Jika deskripsi yang dikatakan Erena benar, bukankah Ciel juga memiliki ciri yang sama. Mata merah menyala dengan bekas luka pada wajah. Apa jangan-jangan Ciel Raja iblis?
Tidak. Tidak. Si gadis menggeleng cepat. Mengenyahkan pikiran tidak masuk akal tersebut.
"Aku ada pertanyaan lain. Apa hanya aku orang dari dunia lain yang di panggil untuk membantu?"
"Tidak. Ada beberapa. Kau akan bertemu dengan mereka besok saat pembahasan strategi."
Pembahasan strategi? Berarti si gadis dan banyak orang asing akan ikut dalam diskusi? Bukanlah itu berbahaya. Bisa saja ada pengkhianat dari beberapa orang yang dipanggil ke dunia ini.
"Apa kau memikirkan sesuatu, Alsa?" tanya Erena kala melihat Alsa terdiam dengan wajah serius.
Cepat Alsa menggeleng. Ia enggan mengutarakan isi hatinya. Tidak ingin menahan Elena lebih lama. Mungkin saja si gadis bermata unjk iti tengah sibuk, jadi ia harus membiarkan Elena pergi.
"Tidak ada. Kalau begitu sekali lagi terimakasih," jawab Alsa sambil tersenyum tipis.
"Baiklah. Aku pergi dulu. Bye, Alsa." Elena melambaikan tangan lalu pergi.
Sejenak Alsa melihat punggung Elena yang semakin jauh. Kemudian ia membuka pintu kamar. Masuk dan memperhatikan tempat yang akan menjadi tempat tinggal selama di dunia ini. Cukup besar untuk kamar yang dipakai seorang diri.
Ada satu tempat tidur yang cukup dua orang di tengah ruangan. Bersprai putih gading dengan selimut tebal bewarna senada. Di samping kanan tempat tidur ada meja kecil bewarna cokelat gelap-- hampir ke hitam. Di atasnta terletak manis lampu berbentuk bulan penuh. Satu jendela tepat di samping meja. Jendela besar bergorden biru laut bergtadasi putih. Tertutup rapi sehingga Alsa tidak tahu apakah ada teralis atau tidak.
Satu sofa panjang berada di hadapan tempat tidur-- Mentok ke dinding-- bewarna merah maroon. Di samping kiri sofa, terdapat lemari besar bewarna senada meja. Di samping kanan sofa terdapat meja rias bewarna putih gading dengan banyak botol berada di atas meja. Ada satu kursi di depan meja.
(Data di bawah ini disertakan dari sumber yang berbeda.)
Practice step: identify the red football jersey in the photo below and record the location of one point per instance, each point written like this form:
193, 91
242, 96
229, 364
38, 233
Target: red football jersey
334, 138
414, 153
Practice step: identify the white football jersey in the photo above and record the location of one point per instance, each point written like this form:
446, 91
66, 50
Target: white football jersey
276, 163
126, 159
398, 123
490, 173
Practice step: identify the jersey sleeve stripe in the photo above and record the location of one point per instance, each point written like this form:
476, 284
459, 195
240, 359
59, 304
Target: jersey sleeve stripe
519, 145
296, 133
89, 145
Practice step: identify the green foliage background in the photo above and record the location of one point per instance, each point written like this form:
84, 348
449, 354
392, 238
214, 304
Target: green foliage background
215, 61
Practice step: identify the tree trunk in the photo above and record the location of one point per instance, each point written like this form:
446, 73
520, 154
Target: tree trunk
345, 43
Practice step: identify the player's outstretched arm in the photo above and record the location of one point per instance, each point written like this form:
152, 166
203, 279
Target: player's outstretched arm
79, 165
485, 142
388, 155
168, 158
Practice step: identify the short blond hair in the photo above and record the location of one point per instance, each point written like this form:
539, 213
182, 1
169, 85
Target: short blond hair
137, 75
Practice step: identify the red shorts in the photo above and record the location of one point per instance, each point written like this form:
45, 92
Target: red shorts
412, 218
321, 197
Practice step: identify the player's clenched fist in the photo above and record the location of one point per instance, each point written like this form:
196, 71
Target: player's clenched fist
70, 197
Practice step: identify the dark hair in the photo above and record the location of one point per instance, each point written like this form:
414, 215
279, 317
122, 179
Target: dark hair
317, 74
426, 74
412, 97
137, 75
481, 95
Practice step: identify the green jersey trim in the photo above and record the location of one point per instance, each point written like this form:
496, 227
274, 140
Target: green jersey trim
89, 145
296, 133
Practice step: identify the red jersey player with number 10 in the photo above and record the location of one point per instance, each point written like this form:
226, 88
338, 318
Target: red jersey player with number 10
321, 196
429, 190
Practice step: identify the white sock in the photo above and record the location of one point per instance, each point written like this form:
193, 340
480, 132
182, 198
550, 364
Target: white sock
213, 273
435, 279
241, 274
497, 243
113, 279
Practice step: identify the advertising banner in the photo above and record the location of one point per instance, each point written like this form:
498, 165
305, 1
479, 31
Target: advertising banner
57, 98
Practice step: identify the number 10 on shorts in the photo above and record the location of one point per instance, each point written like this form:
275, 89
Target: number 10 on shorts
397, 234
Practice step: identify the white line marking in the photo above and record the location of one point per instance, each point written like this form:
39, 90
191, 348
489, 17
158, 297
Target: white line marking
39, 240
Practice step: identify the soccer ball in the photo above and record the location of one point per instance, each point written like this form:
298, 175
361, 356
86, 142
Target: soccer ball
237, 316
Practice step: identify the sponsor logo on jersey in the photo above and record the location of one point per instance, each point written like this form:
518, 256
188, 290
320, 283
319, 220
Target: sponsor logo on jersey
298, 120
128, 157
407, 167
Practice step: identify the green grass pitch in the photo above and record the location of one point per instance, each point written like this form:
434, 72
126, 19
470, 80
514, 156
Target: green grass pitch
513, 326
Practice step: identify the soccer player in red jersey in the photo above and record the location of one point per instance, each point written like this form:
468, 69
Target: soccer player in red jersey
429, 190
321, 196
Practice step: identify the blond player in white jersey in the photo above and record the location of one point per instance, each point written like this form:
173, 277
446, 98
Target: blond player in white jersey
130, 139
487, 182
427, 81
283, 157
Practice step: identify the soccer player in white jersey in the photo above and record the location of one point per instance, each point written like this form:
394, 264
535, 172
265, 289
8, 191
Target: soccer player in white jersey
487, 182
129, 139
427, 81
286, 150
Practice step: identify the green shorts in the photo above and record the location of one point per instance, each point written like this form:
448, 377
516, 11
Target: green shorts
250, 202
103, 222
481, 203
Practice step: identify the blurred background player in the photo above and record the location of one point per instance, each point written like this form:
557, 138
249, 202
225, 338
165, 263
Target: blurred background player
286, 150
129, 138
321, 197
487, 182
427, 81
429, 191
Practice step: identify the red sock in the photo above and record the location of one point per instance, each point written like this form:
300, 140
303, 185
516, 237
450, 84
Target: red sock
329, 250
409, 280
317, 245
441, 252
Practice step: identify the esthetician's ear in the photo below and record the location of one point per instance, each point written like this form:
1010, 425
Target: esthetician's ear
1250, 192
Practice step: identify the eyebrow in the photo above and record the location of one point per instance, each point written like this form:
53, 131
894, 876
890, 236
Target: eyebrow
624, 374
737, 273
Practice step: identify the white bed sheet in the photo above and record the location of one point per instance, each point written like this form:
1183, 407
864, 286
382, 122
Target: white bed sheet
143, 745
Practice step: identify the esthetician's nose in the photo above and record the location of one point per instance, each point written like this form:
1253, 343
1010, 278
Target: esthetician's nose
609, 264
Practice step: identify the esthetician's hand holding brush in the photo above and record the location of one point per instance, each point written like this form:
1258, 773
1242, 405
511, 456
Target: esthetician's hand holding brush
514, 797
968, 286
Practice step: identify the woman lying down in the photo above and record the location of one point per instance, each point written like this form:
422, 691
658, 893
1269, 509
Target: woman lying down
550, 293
Di samping lemari-- tidak Mentok ke dinding-- berdiri cermin besar seukuran orang dewasa. Alsa kagum melihat benda pemantul bayangan itu. Terlihat elegan dengan ukiran rumit bewarna emas pada bingkainya.
KAMU SEDANG MEMBACA
Meet Because of the Light
FantasíaTerpanggil ke dunia lain tidak pernah terpikirkan oleh Alsa. Baginya hal tersebut hanyalah cerita fiksi semata. Namun, ia malah terbangun di padang bunga asing setelah semalaman berpesta dengan teman-teman kantor. Bertemu beberapa orang berjubah bir...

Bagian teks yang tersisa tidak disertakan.